Oliver Laric, Gypaète barbu, Artocene 2025. © Julien Gremaud

L’art contemporain fait parfois prendre de la hauteur, au sens propre comme au figuré. C’est le cas de la 4e édition d’Artocène qui, après trois opus annuels organisés à Chamonix, délaisse la « Mecque de l’alpiniste » pour se déployer chez sa meilleure ennemie, Saint-Gervais-les-Bains, et se métamorphoser en un format biennal. Cette Biennale est un brin « sportive » certes, car elle se déploie dans une dizaine de lieux de la ville et des contreforts alentour, depuis une salle d’exposition logée dans une pile du pont franchissant les gorges du Bon Nant jusqu’à un hôtel-restaurant niché à 1 860 mètres d’altitude (Le Prarion), soit un dénivelé positif de quelque 1 500 mètres illustrant à merveille l’inscription de la manifestation dans ce territoire montagnard dominé par l’incontournable et majestueux Mont-Blanc.

Intitulée « Corps augmentés » et réunissant douze artistes, la manifestation a adopté une thématique, cette année, qui se penche sur l’évolution du/des corps par le biais de la science et de la technologie. « Cette édition 2025 est née de l’observation de ce massif alpin à la nature sauvage et à la puissance minérale, et de la manière dont l’humain a su constamment développer des moyens pour s’adapter à ce paysage et s’y élever, notamment à travers la pratique de l’alpinisme, explique Laurène Maréchal, fondatrice d’Artocène et co-commissaire de cette édition avec l’artiste Laetitia de Chocqueuse. Un livre nous a beaucoup inspirées : L’Homme augmenté du psychiatre Raphaël Gaillard, autour de l’hybridation entre l’homo sapiens et la machine, notamment sur l’IA. Ce milieu naturel extrême qui a d’abord été modifié par la technique – matériel sportif, remontées mécaniques –, puis par les outils numériques – GPS, data, objets connectés – peut aujourd’hui être vu comme emblématique de l’émergence de nouvelles relations aux corps. Quelle foi place-t-on en la technologie ? Le but est d’explorer la relation des corps au paysage. Qu’est-ce qu’un corps augmenté au XXIe siècle ? Et cette question ne concerne pas uniquement l’humain, mais aussi les espèces végétales et animales. » Près de 80 % des œuvres sont produites pour l’occasion. Budget total : 30 0 000,00 euros, dont environ la moitié de mécénat.

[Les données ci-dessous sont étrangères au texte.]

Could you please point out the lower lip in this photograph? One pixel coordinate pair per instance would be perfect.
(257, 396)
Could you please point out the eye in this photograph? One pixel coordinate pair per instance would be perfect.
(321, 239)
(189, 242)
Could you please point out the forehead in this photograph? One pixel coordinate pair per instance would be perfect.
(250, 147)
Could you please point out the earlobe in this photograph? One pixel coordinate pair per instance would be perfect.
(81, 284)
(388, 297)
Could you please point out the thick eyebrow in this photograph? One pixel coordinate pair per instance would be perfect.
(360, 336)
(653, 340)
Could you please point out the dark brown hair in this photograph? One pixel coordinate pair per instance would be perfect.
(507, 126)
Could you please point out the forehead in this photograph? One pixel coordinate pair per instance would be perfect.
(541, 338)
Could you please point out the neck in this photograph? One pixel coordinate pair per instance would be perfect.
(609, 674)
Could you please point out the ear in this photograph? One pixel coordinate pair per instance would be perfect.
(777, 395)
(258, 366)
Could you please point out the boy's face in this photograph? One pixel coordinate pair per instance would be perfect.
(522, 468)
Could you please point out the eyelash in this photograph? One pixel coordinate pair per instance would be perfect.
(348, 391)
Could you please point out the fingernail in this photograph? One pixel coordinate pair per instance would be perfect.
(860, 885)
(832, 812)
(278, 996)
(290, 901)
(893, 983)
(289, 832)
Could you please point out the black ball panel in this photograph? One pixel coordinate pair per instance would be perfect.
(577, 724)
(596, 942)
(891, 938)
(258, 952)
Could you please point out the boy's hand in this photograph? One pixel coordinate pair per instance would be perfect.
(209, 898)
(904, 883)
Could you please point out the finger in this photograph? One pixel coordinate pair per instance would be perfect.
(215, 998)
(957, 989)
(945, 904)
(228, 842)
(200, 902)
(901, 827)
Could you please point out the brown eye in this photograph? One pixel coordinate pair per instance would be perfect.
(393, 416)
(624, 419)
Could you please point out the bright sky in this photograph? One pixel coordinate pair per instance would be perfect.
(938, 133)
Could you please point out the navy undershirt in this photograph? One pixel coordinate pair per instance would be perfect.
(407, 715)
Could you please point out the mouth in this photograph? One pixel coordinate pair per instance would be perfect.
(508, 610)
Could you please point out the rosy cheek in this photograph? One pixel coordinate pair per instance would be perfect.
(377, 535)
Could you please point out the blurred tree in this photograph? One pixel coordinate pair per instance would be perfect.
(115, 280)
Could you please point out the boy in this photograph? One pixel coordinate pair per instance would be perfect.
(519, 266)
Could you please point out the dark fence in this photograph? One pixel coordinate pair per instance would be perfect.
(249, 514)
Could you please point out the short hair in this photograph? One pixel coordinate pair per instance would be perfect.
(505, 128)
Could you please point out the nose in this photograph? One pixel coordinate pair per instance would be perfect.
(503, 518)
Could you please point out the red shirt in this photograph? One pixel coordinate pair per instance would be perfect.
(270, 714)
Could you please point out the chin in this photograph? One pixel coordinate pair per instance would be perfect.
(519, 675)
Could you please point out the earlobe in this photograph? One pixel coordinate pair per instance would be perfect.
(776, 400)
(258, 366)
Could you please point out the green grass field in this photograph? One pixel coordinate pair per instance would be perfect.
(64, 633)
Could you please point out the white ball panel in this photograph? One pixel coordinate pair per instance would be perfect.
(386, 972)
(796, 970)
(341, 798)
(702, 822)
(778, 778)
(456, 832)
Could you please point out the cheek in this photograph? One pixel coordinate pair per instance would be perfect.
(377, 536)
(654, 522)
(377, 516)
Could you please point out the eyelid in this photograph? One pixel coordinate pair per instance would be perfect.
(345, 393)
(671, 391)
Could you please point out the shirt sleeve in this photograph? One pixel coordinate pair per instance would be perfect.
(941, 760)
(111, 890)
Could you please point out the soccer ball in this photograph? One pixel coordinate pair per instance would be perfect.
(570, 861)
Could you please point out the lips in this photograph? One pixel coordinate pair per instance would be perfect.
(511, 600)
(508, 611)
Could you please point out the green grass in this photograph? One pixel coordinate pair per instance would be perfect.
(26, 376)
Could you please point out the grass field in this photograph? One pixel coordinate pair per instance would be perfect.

Allons-y donc crescendo, de bas en haut, à partir de la salle Pile Pont Expo dans la culée gauche du pont de Saint-Gervais. Dans ce parallélépipède de béton quasi aveugle et ingrat, Hugo Servanin, inspiré par l’histoire de l’alpiniste anglais George Mallory, disparu en 1924 sur la face Nord de l’Everest et dont la dépouille fut rendue par les glaces 75 ans après, a déployé une installation (Environnement 11) constituée de larges « caissons » de plâtre qu’il a, par endroits, excavés tel un archéologue pour faire émerger des fragments de corps, lesquels se font paysage. Paysage encore avec Amandine Guruceaga qui suspend cinq sculptures souples (Shell Soft Skin) dans le hall de la gare du Fayet, formes molles et anthropomorphes affublées de mousquetons, cordes et sacs de couchage aux couleurs fluo, clins d’œil appuyés aux grimpeurs. À deux pas, dans l’ancien buffet de la gare, d’autres « corps augmentés » s’activent, tels ce nageur (Swimmer) et ce personnage descendant un escalier (Steps), œuvres numériques de Rebecca Allen, l’une des pionnières, dans les années 1980, à faire se mouvoir un humain dans l’espace virtuel. Avec What The Heart Wants, Cécile B. Evans, elle, façonne un film dont le scénario mêle une hyper-intelligence, des souvenirs, une cellule immortelle, des soignants-robots et des enfants nés en laboratoire, suite d’émotions fictives dans un futur spéculatif.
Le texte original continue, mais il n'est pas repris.